In the forebrain, the comparative analysis between the neural plate in vertebrates and cephalochordates has also enabled the definition of HyPTh, a new region that would equal to the region where hypothalamus, telencephalon and prethalamus appear in vertebrates. The article also notes that the role of the diencephalon as a barrier between the forebrain and midbrain would not be consistent under the criteria of developmental biology (evo-devo).

“The diencephalon does not make up the frontier of the forebrain and therefore, it does not represent a developmental unit. In addition, thalamus, pretectum and mesencephalon, are more related and build an evolutionary unit. Therefore, we should make a redefinition of the forebrain including the forebrain and midbrain from the classical model. This forebrain would be internally divided by separating the subunits that would create the diencephalon”, says Beatriz Albuixech-Crespo.

Researchers did not find brain cortex in amphioxi nor an exclusive region causing the creation of the vertebrates’ midbrain. However, there is a common area in the forebrain –known as DiMes- from which the midbrain and other important structures of the classic forebrain would derive.

“In vertebrates –says Albuixech-Crespo – the region with the thalamus, pretectum and mesencephalon is delimited between the secondary organizers ZLI and IsO. In the amphioxi, the region corresponding to the thalamus, pretectum and msesncephalon (DiMes) is not subdivided but it maintains genetic barriers that define the position of secondary organizers in vertebrates”.

In vertebrates, three important brain regions –which are essential to process sensory information- came out of the topologically equivalent area to the amphioxus’ DiMes. According to the experts, the hypothesis that these regions were created and gave rise to other brain areas independently is wrong. According to Manuel Irimia (CRG), with a doctorate degree from the UB (Faculty of Biology), “in evolution, the three classic brain regions in vertebrates (thalamus, pretectum and mesencephalon) appeared as a result of the molecular signaling centers that cause the spread and partition of the DiMes-like portion”.
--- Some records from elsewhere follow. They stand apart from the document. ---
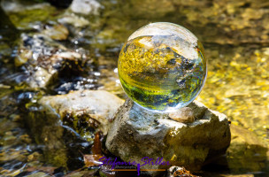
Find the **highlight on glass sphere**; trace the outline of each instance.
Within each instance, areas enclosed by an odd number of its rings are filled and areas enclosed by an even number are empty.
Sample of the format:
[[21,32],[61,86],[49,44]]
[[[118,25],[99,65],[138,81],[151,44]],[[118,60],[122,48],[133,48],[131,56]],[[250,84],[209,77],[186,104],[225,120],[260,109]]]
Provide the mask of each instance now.
[[151,23],[130,35],[118,61],[126,94],[142,107],[169,112],[190,104],[207,74],[204,47],[185,27]]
The long evolutionary story of the brain in vertebrates
More than 500 million years ago, an evolutionary process began, originating the building foreground of the central system, shared by all vertebrates. Studying gene networks that gave identity to different brain regions is essential to understand how they evolved and to understand the origins of different pathologies. Under the evo-devo perspective, genoarchitecture becomes a powerful tool to detail the areas in the nervous system and the genes that have been active in each area during the developmental process.

“During these last years, the knowledge brought by the new discipline known as evo-devo has been essential to understand evolutionary processes in animals, including our species, and to identify essential genetic elements involved in different human pathologies (obesity, diabetes, neuropathologies, etc.) This view, which is spreading in areas that are far from the human activity, is essential to understand the functioning and evolution of the ecosystems and the environment” concludes Jordi García-Fernández, from the Department of Genetics, Microbiology and Statistics of the UB and IBUB.